Plaudits went to the FIP film that probably needed a prize the most — “Cajas” was produced without foreign fund coin — and was one of the titles in the section with the best production values.
A rarity — a truly exotic feature in a globalized age — comedic thriller “Cajas” drinks from several wells, including back-alley Hong Kong chop-socky and Cockney criminal capers.
But “Cajas” slots a fairly by-the-numbers plot — a wide-eyed 17-year-old innocent embroiled in a bungled kidnapping — into a completely non-standard context: the demi-monde of Asuncion’s central market.
Lit with the subjective glow of memory, ’70s Argentina-set “Infancy” narrates an adolescent’s high-school puppy love as his parents, both Montonero urban guerrilla members, organize armed resistance to Argentina’s military junta. It left hardly a dry eye in the house.
FIP also featured Mexican Gabriel Marino’s coming-of-age road movie “Un Mundo secreto” and “La Playa,” a drama about broken dreams from Colombia’s Juan Andres Arango. The pic centers on three teen Afro-Colombian brothers who, abandoned by their mother, flee to La Playa, a Bogota mean-streets hood.
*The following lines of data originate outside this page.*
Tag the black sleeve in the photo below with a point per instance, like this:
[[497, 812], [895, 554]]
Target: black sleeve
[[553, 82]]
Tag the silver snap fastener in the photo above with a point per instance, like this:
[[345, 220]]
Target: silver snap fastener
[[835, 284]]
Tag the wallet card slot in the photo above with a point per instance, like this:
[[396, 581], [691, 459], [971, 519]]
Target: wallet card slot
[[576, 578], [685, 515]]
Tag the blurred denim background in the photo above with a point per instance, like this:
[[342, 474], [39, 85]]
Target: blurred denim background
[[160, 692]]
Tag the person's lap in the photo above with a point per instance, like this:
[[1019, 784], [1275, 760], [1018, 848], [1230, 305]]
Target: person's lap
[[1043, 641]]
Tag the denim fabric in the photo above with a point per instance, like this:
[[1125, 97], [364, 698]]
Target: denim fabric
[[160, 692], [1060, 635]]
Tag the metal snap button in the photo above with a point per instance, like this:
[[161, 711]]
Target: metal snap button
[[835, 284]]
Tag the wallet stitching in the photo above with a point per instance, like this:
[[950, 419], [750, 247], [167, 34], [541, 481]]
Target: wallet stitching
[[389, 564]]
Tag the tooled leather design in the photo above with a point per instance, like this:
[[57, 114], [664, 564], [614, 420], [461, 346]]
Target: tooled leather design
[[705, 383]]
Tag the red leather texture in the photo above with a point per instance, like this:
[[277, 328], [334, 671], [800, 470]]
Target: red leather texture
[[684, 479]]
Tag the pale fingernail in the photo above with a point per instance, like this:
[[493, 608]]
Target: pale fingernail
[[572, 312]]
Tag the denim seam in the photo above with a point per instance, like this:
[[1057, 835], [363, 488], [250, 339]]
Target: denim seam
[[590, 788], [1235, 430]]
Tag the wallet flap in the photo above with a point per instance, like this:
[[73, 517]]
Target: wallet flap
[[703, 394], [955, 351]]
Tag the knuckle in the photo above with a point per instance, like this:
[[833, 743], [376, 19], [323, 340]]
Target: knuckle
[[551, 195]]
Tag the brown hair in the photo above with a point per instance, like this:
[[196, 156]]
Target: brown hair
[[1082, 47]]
What was so notable about this year’s FIP, however, was how two of its best-received titles — Chilean Marialy Rivas’ Fabula-produced “Young and Wild” and Brazilian Marcelo Gomes’ “Once Upon a Time Veronica,” from Dezenove — captured a Latin American reality of middle classes whose members are now rich enough to confront problems of the heart, not of the wallet.
A barbed, candid, comedic chronicle of teen sex angst, “Wild” has the daughter of two bible-bashing Evangelists battling her large sense of guilt, but larger libido as she swings both ways, romancing via Internet chat and drawing up an 11-point Gospel on sex. Playing to applause, it had sales agents — LGBT and Latin American specialists — circling the title post-screening.
Femme drama “Veronica” chronicles the life of a young Recife woman doctor who lives in a nice-enough high-rise with an ailing father and shies away from marriage. Notably, her employment concerns are whether she likes her job, not whether she’s got one at all.
Films in Progress ran Sept. 20-11. The San Sebastian Festival ends Saturday.